Lorenzo Lotto (1480-1556), Marsilio Cassotti et sa femme Faustina, 1523. Huile sur toile. 71 cm x 84 cm.. Museo del Prado, Madrid. Avec Cupidon tout sourire présent au moment de l’échange de vœux lorsque Marsilio place la bague de mariage à l’annulaire de Faustine vêtue de rouge, la couleur préférée des mariées vénitiennes.
Antonello da Messina (1430-1479), Portrait d'un homme. Huile sur bois. 37,4 x 29,5 cm.. Palazzo Madama, Turin. Ou l'ironie du regard. Ce portrait peut avoir été peint lors des derniers mois du séjour d'Antonello à Venise, entre 1475 et 1476 ou bien à Messine, où l'artiste retourna en septembre 1476.
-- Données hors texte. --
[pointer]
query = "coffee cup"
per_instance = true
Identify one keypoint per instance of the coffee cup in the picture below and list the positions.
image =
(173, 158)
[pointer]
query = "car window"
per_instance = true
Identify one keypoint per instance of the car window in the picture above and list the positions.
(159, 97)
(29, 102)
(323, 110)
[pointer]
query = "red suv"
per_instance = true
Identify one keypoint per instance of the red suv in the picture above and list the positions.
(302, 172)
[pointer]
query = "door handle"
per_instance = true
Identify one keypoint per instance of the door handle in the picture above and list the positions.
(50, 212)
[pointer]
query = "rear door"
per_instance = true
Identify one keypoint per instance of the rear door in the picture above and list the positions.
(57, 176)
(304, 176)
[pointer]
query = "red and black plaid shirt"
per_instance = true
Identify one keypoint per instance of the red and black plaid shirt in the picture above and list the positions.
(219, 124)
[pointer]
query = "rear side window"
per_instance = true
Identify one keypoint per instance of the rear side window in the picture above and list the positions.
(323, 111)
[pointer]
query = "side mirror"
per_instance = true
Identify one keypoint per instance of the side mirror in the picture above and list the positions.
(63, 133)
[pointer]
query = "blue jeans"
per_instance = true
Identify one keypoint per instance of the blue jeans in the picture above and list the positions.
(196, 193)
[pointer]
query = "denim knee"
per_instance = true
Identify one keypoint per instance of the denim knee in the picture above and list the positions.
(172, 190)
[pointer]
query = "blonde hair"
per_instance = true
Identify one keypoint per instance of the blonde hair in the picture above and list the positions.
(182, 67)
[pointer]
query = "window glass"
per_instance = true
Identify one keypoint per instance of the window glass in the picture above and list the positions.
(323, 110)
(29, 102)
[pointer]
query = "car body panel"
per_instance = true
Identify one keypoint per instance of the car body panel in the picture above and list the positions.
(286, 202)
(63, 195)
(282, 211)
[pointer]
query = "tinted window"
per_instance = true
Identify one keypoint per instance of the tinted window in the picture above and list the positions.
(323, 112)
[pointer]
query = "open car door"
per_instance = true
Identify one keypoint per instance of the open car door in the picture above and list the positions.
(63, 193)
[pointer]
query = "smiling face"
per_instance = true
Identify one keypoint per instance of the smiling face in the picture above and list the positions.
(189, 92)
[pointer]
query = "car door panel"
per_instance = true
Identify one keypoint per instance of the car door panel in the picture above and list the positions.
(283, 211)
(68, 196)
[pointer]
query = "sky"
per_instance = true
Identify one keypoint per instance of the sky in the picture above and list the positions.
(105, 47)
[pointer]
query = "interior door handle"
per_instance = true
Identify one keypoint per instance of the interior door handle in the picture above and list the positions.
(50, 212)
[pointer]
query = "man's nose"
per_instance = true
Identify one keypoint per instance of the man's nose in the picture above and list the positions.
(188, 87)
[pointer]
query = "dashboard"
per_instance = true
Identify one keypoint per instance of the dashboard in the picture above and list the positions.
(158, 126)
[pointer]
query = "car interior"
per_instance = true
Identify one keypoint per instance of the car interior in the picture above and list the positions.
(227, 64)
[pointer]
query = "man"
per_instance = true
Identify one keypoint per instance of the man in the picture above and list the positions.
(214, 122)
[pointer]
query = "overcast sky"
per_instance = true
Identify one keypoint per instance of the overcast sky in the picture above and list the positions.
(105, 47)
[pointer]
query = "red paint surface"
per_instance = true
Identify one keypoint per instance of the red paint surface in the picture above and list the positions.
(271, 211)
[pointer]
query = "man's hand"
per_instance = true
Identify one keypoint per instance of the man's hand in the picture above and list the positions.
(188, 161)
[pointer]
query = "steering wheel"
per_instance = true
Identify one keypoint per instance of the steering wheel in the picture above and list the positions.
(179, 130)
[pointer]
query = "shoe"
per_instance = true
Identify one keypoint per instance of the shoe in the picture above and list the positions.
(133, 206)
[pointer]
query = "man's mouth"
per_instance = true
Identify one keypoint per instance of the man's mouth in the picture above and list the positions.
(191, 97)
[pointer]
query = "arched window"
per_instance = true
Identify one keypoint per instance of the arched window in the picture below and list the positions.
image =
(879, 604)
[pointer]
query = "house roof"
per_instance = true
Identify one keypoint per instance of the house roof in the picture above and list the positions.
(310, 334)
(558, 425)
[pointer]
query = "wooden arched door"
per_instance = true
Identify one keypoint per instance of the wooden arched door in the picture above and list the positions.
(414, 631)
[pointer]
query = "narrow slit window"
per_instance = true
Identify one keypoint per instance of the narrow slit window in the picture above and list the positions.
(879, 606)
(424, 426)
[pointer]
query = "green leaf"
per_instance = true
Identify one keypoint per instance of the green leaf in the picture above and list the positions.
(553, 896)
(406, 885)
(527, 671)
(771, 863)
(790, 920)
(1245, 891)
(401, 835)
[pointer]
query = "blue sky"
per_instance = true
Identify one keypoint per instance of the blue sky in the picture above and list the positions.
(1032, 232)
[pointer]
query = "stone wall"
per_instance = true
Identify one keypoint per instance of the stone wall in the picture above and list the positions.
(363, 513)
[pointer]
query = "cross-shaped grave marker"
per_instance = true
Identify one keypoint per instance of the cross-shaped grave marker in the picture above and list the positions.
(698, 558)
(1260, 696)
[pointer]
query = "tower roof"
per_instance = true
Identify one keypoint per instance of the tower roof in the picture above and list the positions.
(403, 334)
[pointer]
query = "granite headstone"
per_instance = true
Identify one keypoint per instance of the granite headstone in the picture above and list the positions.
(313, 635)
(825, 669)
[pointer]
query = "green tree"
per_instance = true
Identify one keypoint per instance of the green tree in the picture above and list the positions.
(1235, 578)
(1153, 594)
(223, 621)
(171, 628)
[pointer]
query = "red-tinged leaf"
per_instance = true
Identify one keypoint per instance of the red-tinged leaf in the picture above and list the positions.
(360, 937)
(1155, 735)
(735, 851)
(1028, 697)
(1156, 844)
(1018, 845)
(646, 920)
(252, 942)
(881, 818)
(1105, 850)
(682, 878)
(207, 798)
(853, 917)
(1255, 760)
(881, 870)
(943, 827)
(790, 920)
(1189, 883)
L'exposition réunit des prêts exceptionnels venus de grandes collections européennes ou étasuniennes. Le Portrait d'une jeune fille (ca 1470) de Peter Christus, une des œuvres phares des collections de la Gemäldegalerie et chef-d'œuvre de la Renaissance nordique, voyage pour la première fois depuis 1994. Les visiteurs découvriront également le Portrait d'un homme (1476) d'Antonello da Messina, prêt du Museo Civico d'Arte Antica, Palazzo Madama à Turin. Le gisant en bronze d'Isabelle de Bourbon, l'épouse de Charles le Téméraire (Jan Borman II et Renier van Thienen, 1475-76) de la cathédrale Notre-Dame d'Anvers retrouve ses dix Pleurants en bronze provenant des collections du Rijksmuseum. D'Albrecht Dürer, l'on pourra admirer le dessin d’un Homme africain (1508), conservé à l'Albertina de Vienne et le Portrait d'une jeune femme aux cheveux relâchés en prière (1497), aquarelle du Städel Museum de Francfort. Le Kunstmuseum de Bâle a prêté plusieurs œuvres, dont le Double portrait du bourgmestre Jakob Meyer zum Hasen et de son épouse Dorothea Kannengiesser de Hans Holbein II (1516). La National Gallery of Art de Washington a prêté l’huile sur panneau Portrait de Jan Jacobsz Snoeck (ca 1530) de Jan Gossart et le Muzeum-Zamek w Łańcucie en Pologne, un Autoportrait de Sofonisba Anguissola (ca 1556).
Oui, tu es poussière et à la poussière tu retourneras. In pulverem reverteris...
Pleurants du tombeau d'Isabelle de Bourbon. Bronze. Rijksmuseum - Amsterdam.